Professor Paul Clark’s timely article on conspiracy theories being used by some people in this country was spot on. Recent suggestions that the Government of China is interfering with the civil rights of New Zealand citizens are not credible. There are other ways for China to express its displeasure with some of New Zealand’s policies towards China. Prime Minister Jacinda Ardern has recently expressed New Zealand’s human rights concerns about the Uighur people in Xinjiang and the newly imposed Hong Kong security laws which contradict China’s hand over commitment to the United Kingdom in 1997. While China may not have been happy about this critique, it has not yet and is not likely to affect New Zealand’s economic relationship with China which accounts for some 30 % of our trade in goods and services.

Some perspective on Chinas historic challenges may help inform our policy responses. China’s 1.45 billion people represent about 18.5% of the world population and China has great challenges keeping its people supportive of its Government’s policies. Mao Zedong’s great revolutionary experiments after the unification of China were both political and economic disasters. The ‘Great Leap Forward’ from 1957 till 1960 and ’The Great Proletarian Cultural Revolution’ created massive unemployment and many people lost their lives. When Mao Zedong died in 1975, Deng Xiao-ping outmanoeuvred his opponents and introduced more realistic and less ideological policies for China’s recovery. His famous slogan: ‘It does not matter whether a cat is black or white, as long as he catches mice’, replaced ideology with pragmatism to a large extent. Over the next thirty years post Mao, China was able to bring hundreds of millions of people out of poverty through the introduction of an open market economy. As a result, many of the Chinese people could aspire to a middle-class style of living. After the 1980s approximately 100 million people remained unemployed and 150 million continued to work in State Owned Enterprises which invariably needed to be subsidised by the State. With recent economic problems, it has become more problematic for the Government to subsidise these State-Owned Enterprises.

Throughout Chinese history in the Confucian society, it was recognized that if the Emperor lost the ‘Mandate of Heaven’, the people were entitled to march on Beijing and set up a new Government. The current leadership in China are well aware of these historical forces. In a country with a vast populace the Government has to keep the number of unemployed and subsidised workers at a manageable level. This is no small feat and requires good trading relations with the world. China needs New Zealand and other trading partners as much as we need them. China’s leadership will, we hope, realise that political democracy moves hand in hand with prosperity.

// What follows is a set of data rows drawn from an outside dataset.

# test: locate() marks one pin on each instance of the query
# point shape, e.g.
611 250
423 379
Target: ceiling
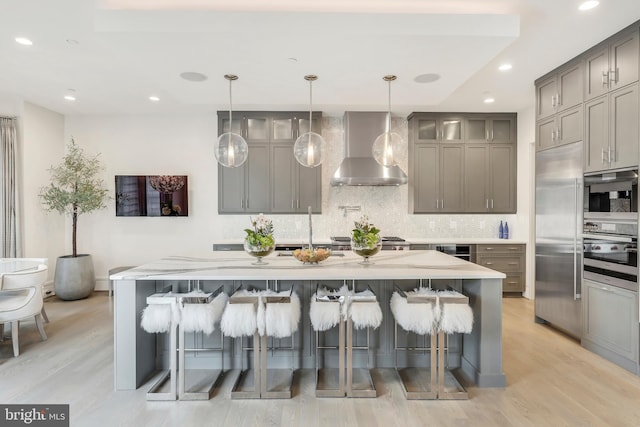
113 54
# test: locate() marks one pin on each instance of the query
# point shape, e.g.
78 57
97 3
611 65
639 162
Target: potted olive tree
75 189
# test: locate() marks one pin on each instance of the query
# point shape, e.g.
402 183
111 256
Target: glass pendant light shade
389 146
231 149
309 149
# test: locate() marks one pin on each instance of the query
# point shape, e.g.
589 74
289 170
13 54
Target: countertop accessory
231 149
387 146
259 242
365 239
310 147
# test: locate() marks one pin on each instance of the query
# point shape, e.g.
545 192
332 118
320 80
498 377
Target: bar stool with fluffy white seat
199 313
161 316
239 320
325 313
416 312
363 312
456 317
280 320
21 299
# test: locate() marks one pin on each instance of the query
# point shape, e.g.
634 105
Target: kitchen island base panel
478 355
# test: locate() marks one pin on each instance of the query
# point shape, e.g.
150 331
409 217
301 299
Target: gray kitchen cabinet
508 259
271 181
475 176
490 128
612 64
611 130
610 323
560 90
490 178
562 128
437 127
294 187
437 178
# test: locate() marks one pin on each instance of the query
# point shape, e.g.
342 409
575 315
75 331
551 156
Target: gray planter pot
74 278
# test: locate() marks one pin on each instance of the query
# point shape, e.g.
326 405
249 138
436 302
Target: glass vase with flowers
365 239
259 241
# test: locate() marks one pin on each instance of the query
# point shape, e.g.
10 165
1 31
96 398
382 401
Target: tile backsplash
386 207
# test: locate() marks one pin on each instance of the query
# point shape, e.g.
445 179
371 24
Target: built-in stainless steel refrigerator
559 195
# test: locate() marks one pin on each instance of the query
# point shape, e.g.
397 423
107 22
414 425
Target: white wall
42 146
182 144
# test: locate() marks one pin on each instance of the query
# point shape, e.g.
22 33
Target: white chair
44 261
20 299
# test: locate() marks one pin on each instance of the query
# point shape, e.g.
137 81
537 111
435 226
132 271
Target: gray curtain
9 217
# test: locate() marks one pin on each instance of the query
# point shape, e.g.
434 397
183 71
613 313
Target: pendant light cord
389 108
230 108
310 103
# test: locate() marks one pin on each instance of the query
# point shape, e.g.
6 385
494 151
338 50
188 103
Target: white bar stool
199 313
417 312
240 319
456 317
281 319
325 314
363 311
160 316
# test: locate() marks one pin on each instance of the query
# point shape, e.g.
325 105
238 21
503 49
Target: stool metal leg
239 391
324 386
157 390
365 386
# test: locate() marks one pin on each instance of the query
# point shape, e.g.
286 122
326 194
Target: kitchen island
480 355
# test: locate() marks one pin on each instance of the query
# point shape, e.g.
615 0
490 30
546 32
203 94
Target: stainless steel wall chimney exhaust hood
359 167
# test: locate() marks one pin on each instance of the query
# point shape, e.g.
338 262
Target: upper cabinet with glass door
434 127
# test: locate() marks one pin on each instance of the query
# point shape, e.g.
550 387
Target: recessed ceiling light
426 78
193 76
24 41
587 5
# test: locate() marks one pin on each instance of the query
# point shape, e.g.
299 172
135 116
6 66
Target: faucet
346 209
310 230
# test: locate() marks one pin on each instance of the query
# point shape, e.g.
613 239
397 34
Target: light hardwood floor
551 381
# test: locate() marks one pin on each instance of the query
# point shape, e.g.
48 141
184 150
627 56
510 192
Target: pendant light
309 149
388 146
231 149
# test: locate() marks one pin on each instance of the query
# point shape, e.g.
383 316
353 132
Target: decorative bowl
366 251
258 251
312 256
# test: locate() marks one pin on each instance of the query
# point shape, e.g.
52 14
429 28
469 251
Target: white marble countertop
463 240
237 265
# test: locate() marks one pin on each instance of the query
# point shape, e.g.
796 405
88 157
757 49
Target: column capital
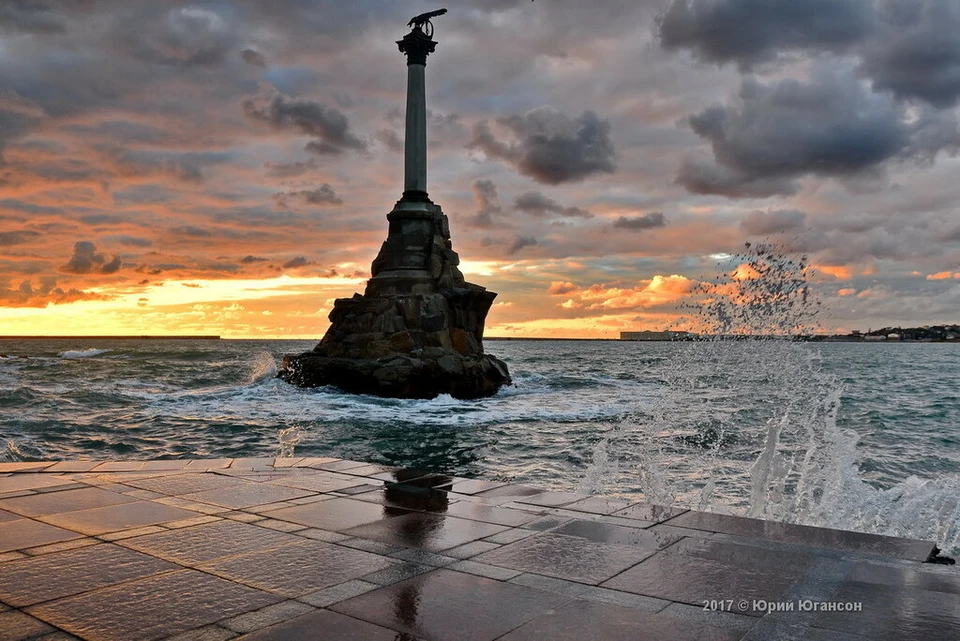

A steady hand at the tiller is needed now by our Government that balances solid engagement on matters of human rights with the continuation of good economic and cultural relationships so that our voice continues its relevance to China. Our history of positive engagement and contribution to Chinese progress through Rewi Alley and through recent valuable initiatives in our agri industries have benefited both New Zealand and Chinese people at a grass roots level. China should know that while New Zealand will stand firm on our social values and policies, we are committed to good relations with the Chinese people.

Emeritus Professor Dr.Dov Bing, Political Science and Public Policy, University of Waikato.

Professor Bing is editing and writing a book on the New Zealand Sinophile ‘Rewi Alley and the Chinese Industrial Cooperatives’ comprising a range of historic essays contributed by Rewi Alley’s closest colleagues. These essays have, until recently, been embargoed for 35 years at the request of Rewi Alley to Professor Bing.

This project is being partly funded by our society’s Rewi Alley Friendship and Exchange (RAFE) Fund.